Why are Russians Protesting Now?

As a day of protests against Sunday’s Duma election begins in Russia’s Far East, the big question is why are people protesting now? After all, it’s not like this is the first Russian election with shenanigans, fraud, etc, etc. It is, however, the first one when Vladimir Putin and his party, United Russia, are dropping in approval ratings. Still, VVP still garners, according to the last tally, a 67 percent approval rating. And if you buy that the elections were close to the will of the people, United Russia still polled 49.3%. But that is if you buy the results, which many, including myself, don’t.

Still, “why now?” is the question of the day.  Svobodnaya Pressa asked Leontii Byzov, a senior sociologist from the Institute of Sociology of the Russian Academy of Sciences this very question. I thought his answer was worth thinking about.

Svobodnaya Pressa: Not too long ago many experts said that our society is passive, young people are apathetic, and it’s hard to get people out into the street. Why in the last few days are we seeing one protest after another on the streets of Moscow and other cities?
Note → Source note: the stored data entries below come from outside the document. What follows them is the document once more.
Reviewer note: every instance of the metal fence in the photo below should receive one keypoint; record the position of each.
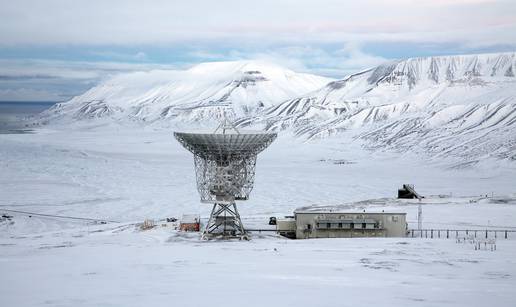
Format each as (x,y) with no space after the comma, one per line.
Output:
(454,233)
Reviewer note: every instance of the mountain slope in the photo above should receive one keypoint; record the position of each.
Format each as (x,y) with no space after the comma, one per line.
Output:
(451,105)
(198,94)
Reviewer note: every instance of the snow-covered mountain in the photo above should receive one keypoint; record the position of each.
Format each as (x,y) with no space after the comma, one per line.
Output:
(240,88)
(447,105)
(463,106)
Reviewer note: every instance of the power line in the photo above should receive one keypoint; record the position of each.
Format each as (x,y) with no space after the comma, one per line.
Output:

Byzov: There are several overlapping factors. First, the rise of a new generation of young people who don’t remember the “trauma of the 1990s”. They are not afraid of change, it is more attractive to them than the “gilded cage” of Putinist stability. Young members of the middle class want social mobility and dream about meteoric careers.

Another factor is the swelling internal opposition within the Russian elite. In the 2000s, Putin served as a certain guarantor of balance between elite groups with completely opposite interests. Such as, for example, the siloviki and liberals in the government. Under President Medvedev this process became unbalanced. One was for Putin, the other for Medvedev. Those who stood with Medvedev felt the taste of power and property. They urged the President to remove Putin from the Premiership and run for a second term. For them, this was a chance that would have called for a struggle against the financial flows Putin’s people control. For control of Gazprom and other state corporations. Therefore, it was hard to presume that these groups would submit to defeat and quietly leave and put aside their plans for the next several years and, perhaps, forever.

I don’t exclude the possibility that now a very large stake has been placed on Putin not being elected. Or, if it happens, to ensure that Putin becomes President in an extremely weak position with minimal support of Russian society and in poor light in the eyes of the West. This will bind his hands.

The parliamentary elections are a pretext for the maximum inflammation of social dissatisfaction and to delegitimize the upcoming Presidential elections in Russia. Hereby at the same time the results of the parliamentary elections interest a few. From this, United Russia more or less gained a mandate, it made no one hotter or colder. These issues are completely irrelevant to our political system.

The falsification of the election results that are now criticized truly have a place but they occurred in 2007 and then even possibly on a greater scale than now. But then it wasn’t an issue for anyone. Today society is incensed and will continue to be deliberately heated up. An outside group interested in the reduction of power and property has global influence, first and foremost Western networks are in this process. In the West, they also very much don’t want Putin to return to the Kremlin and consolidate power around himself. A serious struggle awaits and the main players are not the people in the street, but those who prepare the government elite revolution in the country. And they are looking after their own objectives.

Are the street protests and public outcry symbolic or part of a larger struggle within the Russian elite? Perhaps. There are deep splits within the Russia elite, fissures that were deepened after Putin’s return was announced. But will Don Putin be able return balance this time? I’m not very confident.